“This is the 22nd day of my participation in the First Challenge 2022. For details: First Challenge 2022.”

preface

This article mainly introduces the data structure of string storage and how to implement string concatenation in GO language.

String data structure

type StringHeader struct {
   Data uintptr
   Len  int
}
Copy the code

Note that the Data field is not sufficient to ensure that the Data it references will not be garbage collected, so the program must keep a separate, correctly typed pointer to the underlying Data.

The go developers didn’t think it was a good idea to use characters to represent the elements of a string, so they used tune instead, which can be read as INT32.

Concatenation of strings

Strings are divided into constants and variables: concatenation of constants occurs at compile time, while concatenation of string variables occurs at run time. The GO language uses different memory allocation strategies depending on string size. When the concatenated S string is less than 32 bytes, a temporary cache is used for it. When the concatenated string is larger than 32 bytes, memory allocation in the heap is requested.

Constant splicing

  • The noder.sum function is called to concatenate two string constants: append all string constants into an array and concatenate the data.
  • During the function traversal phase, the Walkexpr function determines which run-time splicing function to use.
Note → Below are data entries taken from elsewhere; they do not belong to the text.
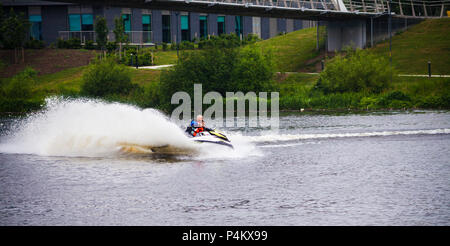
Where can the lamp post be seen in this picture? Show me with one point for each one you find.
(176, 17)
(390, 32)
(390, 35)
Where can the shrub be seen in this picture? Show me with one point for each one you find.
(62, 44)
(359, 71)
(16, 94)
(186, 45)
(34, 44)
(111, 47)
(89, 45)
(106, 77)
(74, 43)
(219, 69)
(144, 57)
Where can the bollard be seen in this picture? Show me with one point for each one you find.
(131, 60)
(137, 63)
(429, 69)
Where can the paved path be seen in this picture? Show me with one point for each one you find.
(156, 67)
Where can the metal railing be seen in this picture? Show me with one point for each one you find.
(133, 37)
(432, 8)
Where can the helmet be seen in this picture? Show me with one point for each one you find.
(194, 123)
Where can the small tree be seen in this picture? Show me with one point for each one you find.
(101, 30)
(14, 29)
(105, 78)
(2, 17)
(119, 33)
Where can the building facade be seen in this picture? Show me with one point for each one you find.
(53, 20)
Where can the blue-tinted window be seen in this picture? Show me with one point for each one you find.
(74, 22)
(238, 28)
(203, 26)
(87, 22)
(185, 34)
(126, 18)
(147, 27)
(166, 28)
(36, 27)
(220, 25)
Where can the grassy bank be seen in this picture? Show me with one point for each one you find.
(412, 49)
(297, 92)
(293, 50)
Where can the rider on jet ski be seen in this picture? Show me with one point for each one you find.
(197, 126)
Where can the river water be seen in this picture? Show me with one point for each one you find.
(61, 167)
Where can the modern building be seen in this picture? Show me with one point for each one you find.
(53, 20)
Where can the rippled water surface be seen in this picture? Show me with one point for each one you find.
(350, 169)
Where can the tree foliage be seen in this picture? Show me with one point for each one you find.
(219, 69)
(101, 31)
(106, 77)
(357, 71)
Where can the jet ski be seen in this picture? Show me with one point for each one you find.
(212, 136)
(208, 136)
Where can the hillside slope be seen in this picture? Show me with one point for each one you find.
(412, 49)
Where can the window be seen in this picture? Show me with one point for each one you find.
(84, 22)
(87, 22)
(185, 35)
(74, 22)
(220, 25)
(146, 23)
(166, 28)
(36, 27)
(203, 26)
(238, 25)
(126, 18)
(147, 28)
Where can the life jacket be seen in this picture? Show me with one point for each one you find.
(198, 130)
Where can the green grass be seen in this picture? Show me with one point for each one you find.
(293, 50)
(412, 49)
(69, 81)
(165, 57)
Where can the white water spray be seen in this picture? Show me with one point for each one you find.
(85, 127)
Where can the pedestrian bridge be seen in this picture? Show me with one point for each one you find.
(293, 9)
(349, 22)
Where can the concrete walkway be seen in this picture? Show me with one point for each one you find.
(401, 75)
(155, 67)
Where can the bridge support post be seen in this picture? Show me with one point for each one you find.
(343, 33)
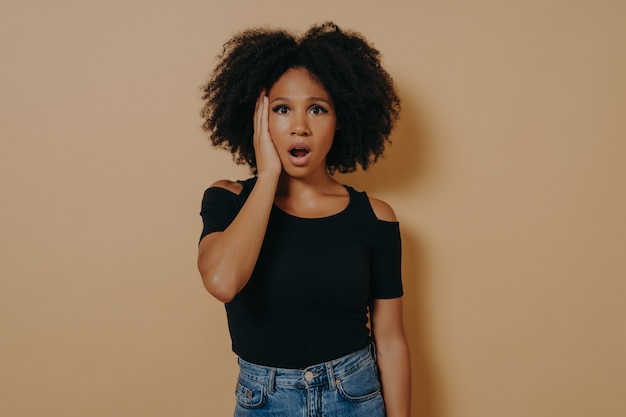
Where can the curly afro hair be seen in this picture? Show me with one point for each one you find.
(345, 63)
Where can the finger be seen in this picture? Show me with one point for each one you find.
(257, 114)
(265, 115)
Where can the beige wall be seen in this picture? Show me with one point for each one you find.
(507, 173)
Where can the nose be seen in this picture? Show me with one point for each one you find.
(300, 126)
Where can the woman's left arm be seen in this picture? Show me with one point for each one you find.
(393, 356)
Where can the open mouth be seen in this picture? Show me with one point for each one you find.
(299, 152)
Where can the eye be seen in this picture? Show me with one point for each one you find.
(317, 109)
(280, 109)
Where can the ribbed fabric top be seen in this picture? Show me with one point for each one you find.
(308, 297)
The walkexpr function calls addstr (n, init). When the number of concatenations is less than or equal to 5, the corresponding functions in runtimes concatString1 to concatString5 are called. When the number of strings is greater than 5, the run-time concatstrings function is called and the string is passed in through slicing.

Variable stitching

Run-time string variable concatenation does not simply merge one string into another, but rather creates a larger memory into which the string is copied by memory copy.